В 1963 году на собрании Союза писателей Антанас Венцлова рассказывает о беседе с одним «талантливым и начитанным юношей» (не с сыном ли?), который не хочет «активно участвовать в жизни», и как пример приводит Пруста и Франца Кафку, «любимого всеми модернистами Франца Кафку, который почти всю жизнь корпел на какой-то мелкой службе и создал гениальные творения».

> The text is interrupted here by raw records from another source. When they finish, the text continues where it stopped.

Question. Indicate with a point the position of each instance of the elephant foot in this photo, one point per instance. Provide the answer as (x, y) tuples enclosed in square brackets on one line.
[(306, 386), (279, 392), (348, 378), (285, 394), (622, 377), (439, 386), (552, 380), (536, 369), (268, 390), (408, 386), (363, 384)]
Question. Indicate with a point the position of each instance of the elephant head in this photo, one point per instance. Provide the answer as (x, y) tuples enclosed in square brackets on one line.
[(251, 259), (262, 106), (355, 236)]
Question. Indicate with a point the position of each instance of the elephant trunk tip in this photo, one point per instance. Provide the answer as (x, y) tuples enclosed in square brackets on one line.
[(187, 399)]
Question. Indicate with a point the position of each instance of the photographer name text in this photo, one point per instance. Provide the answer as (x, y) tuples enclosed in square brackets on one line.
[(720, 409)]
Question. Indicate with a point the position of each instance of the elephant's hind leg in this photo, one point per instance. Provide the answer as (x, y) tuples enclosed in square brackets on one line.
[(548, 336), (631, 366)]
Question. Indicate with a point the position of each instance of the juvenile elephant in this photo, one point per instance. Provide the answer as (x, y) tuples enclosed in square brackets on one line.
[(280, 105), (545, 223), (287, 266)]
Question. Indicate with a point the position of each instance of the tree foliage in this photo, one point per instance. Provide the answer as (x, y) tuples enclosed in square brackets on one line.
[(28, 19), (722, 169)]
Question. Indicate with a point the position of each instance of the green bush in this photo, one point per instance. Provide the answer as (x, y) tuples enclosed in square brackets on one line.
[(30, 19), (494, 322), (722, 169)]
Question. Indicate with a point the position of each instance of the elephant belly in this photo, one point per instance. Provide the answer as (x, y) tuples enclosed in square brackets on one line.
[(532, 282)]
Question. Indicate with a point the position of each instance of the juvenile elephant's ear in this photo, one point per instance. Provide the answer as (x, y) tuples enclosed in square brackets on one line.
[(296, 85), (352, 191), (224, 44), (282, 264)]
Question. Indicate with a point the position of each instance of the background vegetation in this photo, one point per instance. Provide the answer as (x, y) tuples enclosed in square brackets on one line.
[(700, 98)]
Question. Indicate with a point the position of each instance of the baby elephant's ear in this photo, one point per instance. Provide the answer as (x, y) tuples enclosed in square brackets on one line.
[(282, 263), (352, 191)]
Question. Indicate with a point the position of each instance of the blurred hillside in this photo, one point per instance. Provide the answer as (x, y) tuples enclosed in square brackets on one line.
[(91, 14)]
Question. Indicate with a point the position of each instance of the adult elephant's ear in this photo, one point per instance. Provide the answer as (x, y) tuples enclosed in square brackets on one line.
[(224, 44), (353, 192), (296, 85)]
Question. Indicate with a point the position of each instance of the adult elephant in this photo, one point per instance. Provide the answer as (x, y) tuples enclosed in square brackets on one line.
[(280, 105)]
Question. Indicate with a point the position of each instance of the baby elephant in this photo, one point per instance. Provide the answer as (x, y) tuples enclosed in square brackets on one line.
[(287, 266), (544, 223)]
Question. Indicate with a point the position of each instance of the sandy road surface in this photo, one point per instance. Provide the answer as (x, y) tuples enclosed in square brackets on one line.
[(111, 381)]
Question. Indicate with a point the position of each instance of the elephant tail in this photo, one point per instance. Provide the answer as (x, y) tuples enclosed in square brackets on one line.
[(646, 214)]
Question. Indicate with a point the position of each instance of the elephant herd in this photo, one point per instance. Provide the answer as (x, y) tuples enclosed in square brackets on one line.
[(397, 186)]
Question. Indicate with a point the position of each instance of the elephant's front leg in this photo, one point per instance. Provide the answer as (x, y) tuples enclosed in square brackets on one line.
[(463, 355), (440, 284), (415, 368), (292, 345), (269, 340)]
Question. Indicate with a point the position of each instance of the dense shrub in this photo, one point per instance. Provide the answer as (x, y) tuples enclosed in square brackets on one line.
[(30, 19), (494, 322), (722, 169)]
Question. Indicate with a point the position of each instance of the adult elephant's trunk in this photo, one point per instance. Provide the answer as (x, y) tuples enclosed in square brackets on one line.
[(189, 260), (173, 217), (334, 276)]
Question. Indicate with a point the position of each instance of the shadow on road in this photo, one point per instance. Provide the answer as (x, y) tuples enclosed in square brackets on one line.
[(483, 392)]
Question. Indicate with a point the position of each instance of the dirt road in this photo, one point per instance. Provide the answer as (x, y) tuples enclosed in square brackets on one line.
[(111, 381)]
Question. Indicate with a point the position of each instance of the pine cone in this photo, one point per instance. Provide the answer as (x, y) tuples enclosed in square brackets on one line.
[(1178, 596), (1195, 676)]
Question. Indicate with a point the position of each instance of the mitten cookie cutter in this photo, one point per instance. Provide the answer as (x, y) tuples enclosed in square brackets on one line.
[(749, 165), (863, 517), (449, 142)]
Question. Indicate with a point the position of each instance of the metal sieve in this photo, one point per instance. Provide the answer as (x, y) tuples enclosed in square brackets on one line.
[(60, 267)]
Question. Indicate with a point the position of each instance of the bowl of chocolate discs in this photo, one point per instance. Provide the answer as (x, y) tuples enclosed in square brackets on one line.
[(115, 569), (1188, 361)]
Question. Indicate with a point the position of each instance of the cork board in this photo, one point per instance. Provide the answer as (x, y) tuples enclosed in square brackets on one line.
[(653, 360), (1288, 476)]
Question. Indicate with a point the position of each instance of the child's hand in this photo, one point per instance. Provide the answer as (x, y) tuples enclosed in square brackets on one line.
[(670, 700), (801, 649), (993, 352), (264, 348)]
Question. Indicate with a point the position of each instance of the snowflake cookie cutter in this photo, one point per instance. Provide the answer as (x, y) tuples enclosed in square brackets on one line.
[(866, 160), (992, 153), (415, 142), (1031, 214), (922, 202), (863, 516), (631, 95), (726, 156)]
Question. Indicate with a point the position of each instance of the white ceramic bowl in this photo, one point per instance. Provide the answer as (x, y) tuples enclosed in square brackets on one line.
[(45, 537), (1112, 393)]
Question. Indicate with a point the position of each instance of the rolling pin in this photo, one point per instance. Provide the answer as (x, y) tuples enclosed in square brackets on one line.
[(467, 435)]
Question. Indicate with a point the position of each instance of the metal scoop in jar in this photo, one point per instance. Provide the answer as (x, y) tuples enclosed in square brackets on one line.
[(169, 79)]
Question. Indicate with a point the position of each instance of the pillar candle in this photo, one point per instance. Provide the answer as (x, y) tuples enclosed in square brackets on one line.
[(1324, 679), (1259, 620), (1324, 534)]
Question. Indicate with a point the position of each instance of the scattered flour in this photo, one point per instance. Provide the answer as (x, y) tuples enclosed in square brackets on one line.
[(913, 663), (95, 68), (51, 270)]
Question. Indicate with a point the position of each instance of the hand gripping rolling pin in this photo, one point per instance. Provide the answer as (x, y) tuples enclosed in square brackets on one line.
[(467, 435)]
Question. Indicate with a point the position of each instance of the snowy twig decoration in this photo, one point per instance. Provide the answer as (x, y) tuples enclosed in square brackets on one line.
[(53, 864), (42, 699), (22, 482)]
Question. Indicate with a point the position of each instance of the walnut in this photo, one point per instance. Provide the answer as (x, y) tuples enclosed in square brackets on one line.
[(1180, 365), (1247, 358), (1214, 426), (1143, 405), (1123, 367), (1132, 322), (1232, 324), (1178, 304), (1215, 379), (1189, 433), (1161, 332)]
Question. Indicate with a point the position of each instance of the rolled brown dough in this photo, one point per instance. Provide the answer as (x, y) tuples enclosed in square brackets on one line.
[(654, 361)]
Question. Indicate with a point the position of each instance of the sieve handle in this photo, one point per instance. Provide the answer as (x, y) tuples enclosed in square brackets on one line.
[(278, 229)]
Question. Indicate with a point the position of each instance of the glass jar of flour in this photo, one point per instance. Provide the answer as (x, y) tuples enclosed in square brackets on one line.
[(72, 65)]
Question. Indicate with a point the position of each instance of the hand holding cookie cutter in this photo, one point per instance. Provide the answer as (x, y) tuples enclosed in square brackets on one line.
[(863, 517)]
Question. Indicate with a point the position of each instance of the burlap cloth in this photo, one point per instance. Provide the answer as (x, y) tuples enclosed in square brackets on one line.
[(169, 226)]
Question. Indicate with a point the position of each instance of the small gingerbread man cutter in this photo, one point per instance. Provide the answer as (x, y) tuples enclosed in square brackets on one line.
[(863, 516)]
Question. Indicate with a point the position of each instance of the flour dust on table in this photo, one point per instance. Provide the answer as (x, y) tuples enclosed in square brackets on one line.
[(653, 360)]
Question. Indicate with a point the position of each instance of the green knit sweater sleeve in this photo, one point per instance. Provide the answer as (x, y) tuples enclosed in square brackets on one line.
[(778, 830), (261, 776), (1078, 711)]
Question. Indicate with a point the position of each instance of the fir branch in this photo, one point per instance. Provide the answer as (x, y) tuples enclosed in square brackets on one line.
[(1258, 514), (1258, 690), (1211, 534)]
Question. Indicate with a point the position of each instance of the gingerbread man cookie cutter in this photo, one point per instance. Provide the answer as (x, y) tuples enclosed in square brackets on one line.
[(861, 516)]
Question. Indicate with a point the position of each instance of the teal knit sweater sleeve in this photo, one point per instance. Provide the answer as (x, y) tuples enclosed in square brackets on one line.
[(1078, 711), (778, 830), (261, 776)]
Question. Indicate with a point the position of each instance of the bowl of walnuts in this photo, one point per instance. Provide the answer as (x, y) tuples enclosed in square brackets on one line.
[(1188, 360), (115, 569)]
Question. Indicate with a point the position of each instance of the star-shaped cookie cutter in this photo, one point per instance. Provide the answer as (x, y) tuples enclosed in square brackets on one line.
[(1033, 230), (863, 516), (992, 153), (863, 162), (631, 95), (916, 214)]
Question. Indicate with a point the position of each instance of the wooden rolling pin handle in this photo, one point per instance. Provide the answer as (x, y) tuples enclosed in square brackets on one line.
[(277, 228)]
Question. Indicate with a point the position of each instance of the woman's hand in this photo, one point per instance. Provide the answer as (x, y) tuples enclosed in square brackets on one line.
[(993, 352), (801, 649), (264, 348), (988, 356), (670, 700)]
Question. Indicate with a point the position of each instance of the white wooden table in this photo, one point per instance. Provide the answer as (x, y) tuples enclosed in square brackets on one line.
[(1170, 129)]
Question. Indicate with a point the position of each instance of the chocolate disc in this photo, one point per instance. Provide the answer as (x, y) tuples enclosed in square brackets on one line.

   Венцлова продолжает: «Да, товарищи, были и Пруст, и Кафка – несчастные художники капиталистического общества, наделенные огромным талантом и обреченные из-за болезней и других тяжелых условий на одиночество и самокопание. Они мучительно создавали свои творения, преодолевая недуги и безысходную изолированность от общества. Но эти трагические исключения нельзя считать правилом».[31]
   Антанас Венцлова, не желая возвеличивать Кафку и Пруста, не сомневался, однако, в их «огромном таланте». Это было редкостью для того времени: как правило, столпы советской литературы приходили в ужас от книг, выходивших на Западе. Один из литовских прозаиков писал Антанасу о своих младших коллегах: «Приходят люди какие-то опустошенные, духовно усталые, с томиком Кафки в руках вместо молитвенника. Иногда думаешь: может лучше молитвенник, чем Кафка? Там хоть какой, но бог, а тут – ничего святого, обрыв над пропастью, туманы, тьма»[32]. Удивительно, что для советского писателя-атеиста даже молитвенник не так опасен, как Кафка.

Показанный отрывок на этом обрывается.